Sramana Mitra: What did you do with that compensation? Did you want to make it available to everybody? When did it get started with Kaggle?
Jeremy Howard: Kaggle was started by [CEO] Anthony Goldbloom. I was the next guy involved. Anthony had been working with the Economist magazine and big data stories. Then he realized there was a huge demand for analytics in organizations, but also a lot of money involved in creating big data infrastructure. Very few people were getting much value out of this. He had a hypothesis that competitions would be a good way to engage the communities and engage the best people to solve these problems. As it turns out, his hypothesis was correct.
In each of the hundreds of competitions we run, and in every single school, academic and industry benchmarks have been surpassed. In every case the algorithm that is being developed is the best algorithm of its type in the world so far. I got involved about five months after Anthony got it up and running. I originally got involved as a competitor on the side. I was competing in these competitions myself.
SM: When was that?
JH: That was toward the end of 2010. A lot of people were talking about and spending money on software around data – things like Hadoop and data warehousing. That itself is not a particularly new thing.
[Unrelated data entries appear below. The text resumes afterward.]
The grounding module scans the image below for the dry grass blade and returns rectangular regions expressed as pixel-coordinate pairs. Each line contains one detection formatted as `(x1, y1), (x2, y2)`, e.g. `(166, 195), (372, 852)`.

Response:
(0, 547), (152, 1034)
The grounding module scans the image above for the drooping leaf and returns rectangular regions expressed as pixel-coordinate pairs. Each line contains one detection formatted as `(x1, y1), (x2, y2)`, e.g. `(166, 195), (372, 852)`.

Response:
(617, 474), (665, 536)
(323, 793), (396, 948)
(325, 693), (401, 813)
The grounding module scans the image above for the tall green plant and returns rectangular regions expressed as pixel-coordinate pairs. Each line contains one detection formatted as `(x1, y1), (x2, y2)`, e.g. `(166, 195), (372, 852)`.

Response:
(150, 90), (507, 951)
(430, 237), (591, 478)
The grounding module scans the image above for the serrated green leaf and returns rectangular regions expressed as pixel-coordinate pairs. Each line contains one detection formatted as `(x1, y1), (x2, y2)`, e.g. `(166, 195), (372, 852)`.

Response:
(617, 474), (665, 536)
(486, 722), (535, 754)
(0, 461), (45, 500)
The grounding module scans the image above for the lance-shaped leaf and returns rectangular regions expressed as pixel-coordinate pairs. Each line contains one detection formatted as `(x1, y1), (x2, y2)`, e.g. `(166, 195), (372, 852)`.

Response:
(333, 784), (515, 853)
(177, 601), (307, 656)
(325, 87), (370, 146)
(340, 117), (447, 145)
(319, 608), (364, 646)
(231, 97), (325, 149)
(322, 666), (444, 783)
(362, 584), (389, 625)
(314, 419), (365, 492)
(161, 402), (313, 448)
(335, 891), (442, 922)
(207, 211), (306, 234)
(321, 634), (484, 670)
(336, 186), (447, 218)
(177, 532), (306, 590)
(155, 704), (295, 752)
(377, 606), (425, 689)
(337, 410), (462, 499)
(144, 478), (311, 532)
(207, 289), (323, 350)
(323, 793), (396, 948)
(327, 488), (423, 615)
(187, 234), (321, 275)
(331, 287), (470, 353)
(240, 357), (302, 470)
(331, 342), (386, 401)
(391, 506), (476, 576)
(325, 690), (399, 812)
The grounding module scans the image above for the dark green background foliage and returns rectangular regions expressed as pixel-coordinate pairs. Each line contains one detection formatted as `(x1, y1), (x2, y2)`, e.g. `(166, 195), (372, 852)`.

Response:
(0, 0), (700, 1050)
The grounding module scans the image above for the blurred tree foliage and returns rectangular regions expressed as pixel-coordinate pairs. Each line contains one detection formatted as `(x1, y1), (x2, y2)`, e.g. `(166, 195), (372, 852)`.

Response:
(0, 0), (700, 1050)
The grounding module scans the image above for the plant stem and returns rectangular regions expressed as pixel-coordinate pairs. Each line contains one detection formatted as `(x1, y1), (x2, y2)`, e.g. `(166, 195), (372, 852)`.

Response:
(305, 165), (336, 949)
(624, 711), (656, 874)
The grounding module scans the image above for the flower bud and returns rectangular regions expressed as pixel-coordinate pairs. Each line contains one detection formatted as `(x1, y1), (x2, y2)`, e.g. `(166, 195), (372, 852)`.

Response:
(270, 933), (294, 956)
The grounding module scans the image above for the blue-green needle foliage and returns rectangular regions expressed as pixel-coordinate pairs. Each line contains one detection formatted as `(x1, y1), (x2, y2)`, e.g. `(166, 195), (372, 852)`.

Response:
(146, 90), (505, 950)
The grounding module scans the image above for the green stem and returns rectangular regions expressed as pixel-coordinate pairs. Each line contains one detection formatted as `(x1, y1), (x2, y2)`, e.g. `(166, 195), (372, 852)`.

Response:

SM: The companies that come out today as big data companies actually have been around for a long time working in the big data area. It was just that they didn’t have this big trend in their favor – they never got any TLC from the media.
JH: There have been other times where that happened. More than 20 years ago I was working on large database analytics in banking, with neural networks on large data warehouses. That was more than 20 years ago, and there was certainly quite a bit of press at that time for things like business intelligence and neural networks.
SM: Then there are distractions. Social media happens, software as a service, cloud computing, etc. Our industry operates in buzzwords.
JH: It does operate in buzzwords. We had business intelligence, we had dashboards, etc. The big difference now is that many more companies are collecting data because they are doing a lot of business online. So, the data collection happens much more naturally. A lot of that stuff used to be locked up, or in little individual spreadsheets.
SM: That is a good gateway into the next question I was going to ask you. When you guys started Kaggle, does that mean you provided some of that data infrastructure on which the people who were competing to develop the algorithms would work, or was the company providing the infrastructure?
JH: Not at all. Maybe the most exciting thing about analytics today is that everything you need to build effective models on large organizations fits onto your laptop computer and is available free. By far the most commonly used software among Kaggle competition winners is software called R. R is open source software available free. We let all of the participants in Kaggle competitions use their own hardware and software. We find that to be much more productive.